Carnet rose chez les atèles du Zoo de Bâle

Le 21 avril dernier, un atèle de Geoffroy a vu le jour au Zoo de Bâle. La maman de Quimba, Tequila (23 ans), ne manque pas d’expérience: elle en est à sa septième naissance. Les atèles sont grandement menacés à l’état sauvage.

Arborant la fourrure argentée caractéristique des jeunes, la gracile jeune atèle s’accroche solidement au ventre de sa mère. Quimba attendra d’avoir atteint l’âge de quatre mois pour s’aventurer loin du ventre de sa mère et tenter les premières cabrioles qui font la réputation de son espèce.

© Zoo de Bâle

Acrobates sans pouces
Les atèles se déplacent par brachiation. Autrement dit, ils se servent de leurs mains comme d’un crochet qu’ils balancent alternativement vers l’avant pour se suspendre aux branches, d’autant mieux qu’ils n’ont pas de pouces. En complément, ils utilisent leur longue queue préhensile comme une cinquième main, telle une sangle de sécurité. Véritables acrobates, les atèles sont très espiègles, surtout les jeunes, intrépides, qui batifolent à qui mieux mieux. Les atèles se distinguent par une autre caractéristique étonnante. Chez cette espèce, en effet, on sait d’emblée qui est le mâle et qui est la femelle. La règle est simple: la femelle est celle qui ressemble à un mâle. Cela tient au fait que le clitoris des atèles femelles est hypertrophié.

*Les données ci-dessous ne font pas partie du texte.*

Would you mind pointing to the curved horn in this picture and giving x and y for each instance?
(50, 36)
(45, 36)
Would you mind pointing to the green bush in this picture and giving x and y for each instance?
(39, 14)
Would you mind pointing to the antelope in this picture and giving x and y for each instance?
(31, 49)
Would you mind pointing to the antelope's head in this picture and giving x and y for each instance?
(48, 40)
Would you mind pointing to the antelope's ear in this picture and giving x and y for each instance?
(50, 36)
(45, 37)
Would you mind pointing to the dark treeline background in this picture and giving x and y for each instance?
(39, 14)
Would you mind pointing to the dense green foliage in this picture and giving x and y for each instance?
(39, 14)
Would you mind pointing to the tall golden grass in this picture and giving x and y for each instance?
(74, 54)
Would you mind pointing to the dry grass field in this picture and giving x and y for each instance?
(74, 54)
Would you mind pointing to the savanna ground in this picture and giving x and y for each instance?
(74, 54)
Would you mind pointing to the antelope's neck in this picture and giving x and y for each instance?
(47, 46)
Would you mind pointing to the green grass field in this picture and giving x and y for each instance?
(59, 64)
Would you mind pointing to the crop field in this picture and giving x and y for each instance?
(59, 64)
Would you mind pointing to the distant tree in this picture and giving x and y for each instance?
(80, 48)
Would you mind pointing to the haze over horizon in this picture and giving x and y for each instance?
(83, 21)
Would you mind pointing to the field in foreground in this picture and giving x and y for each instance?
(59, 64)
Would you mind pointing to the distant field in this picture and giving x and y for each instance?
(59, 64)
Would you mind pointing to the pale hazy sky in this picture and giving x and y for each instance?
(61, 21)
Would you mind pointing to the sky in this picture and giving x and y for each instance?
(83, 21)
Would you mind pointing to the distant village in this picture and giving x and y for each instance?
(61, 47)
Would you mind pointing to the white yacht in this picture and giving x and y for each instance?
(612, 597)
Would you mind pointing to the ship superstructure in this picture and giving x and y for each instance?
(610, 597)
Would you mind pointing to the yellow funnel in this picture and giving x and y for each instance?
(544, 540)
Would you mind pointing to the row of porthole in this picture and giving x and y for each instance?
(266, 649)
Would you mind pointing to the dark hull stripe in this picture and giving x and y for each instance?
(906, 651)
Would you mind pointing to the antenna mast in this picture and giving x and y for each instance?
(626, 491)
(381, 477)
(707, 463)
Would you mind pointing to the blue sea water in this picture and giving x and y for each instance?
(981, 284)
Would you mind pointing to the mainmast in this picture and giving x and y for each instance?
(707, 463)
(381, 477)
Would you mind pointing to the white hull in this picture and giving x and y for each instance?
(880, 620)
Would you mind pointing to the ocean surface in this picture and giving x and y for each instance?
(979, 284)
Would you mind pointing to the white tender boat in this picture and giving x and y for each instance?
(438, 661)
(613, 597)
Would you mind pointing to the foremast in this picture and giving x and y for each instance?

Le groupe d’atèles du Zoo de Bâle rassemble cinq mâles et six femelles. Le père des petits s’appelle Ferdinand (26 ans). Les quatre jeunes mâles sont aujourd’hui âgés de deux à six ans et quitteront bientôt le Zoo de Bâle. Dans la nature aussi, les jeunes mâles quittent le groupe lorsqu’ils atteignent un certain âge. Les mâles et les femelles vivent séparés en sous-groupes et ne se retrouvent qu’occasionnellement. Les mâles défendent leur territoire ensemble.

© Zoo de Bâle

Régime de fruits pour les atèles
Les atèles vivent dans la canopée des forêts tropicales d’Amérique centrale. Ils se nourrissent principalement de fruits mûrs et accessoirement de feuilles et de fleurs. Dans certaines zones, ils peuvent s’alimenter pendant des mois avec un seul type d’arbre quand vient la saison sèche. Au zoo, leur régime alimentaire prévoit également une proportion élevée de fruits, alors que les autres primates mangent surtout des légumes. En effet, les atèles ont un transit très court – de trois à six heures – qui ne leur permet pas de digérer une nourriture riche en fibres comme les
légumes ou les feuilles.

Les atèles sont classés dans la catégorie «en danger» par l’Union internationale pour la conservation de la nature (UICN). Un statut dû notamment au rétrécissement de leur espace vital, mais aussi à la chasse et au commerce d’animaux domestiques. On trouve toutefois des zones de protection efficaces sur leur aire de répartition – parfois avec des fragments de population extrêmement réduits.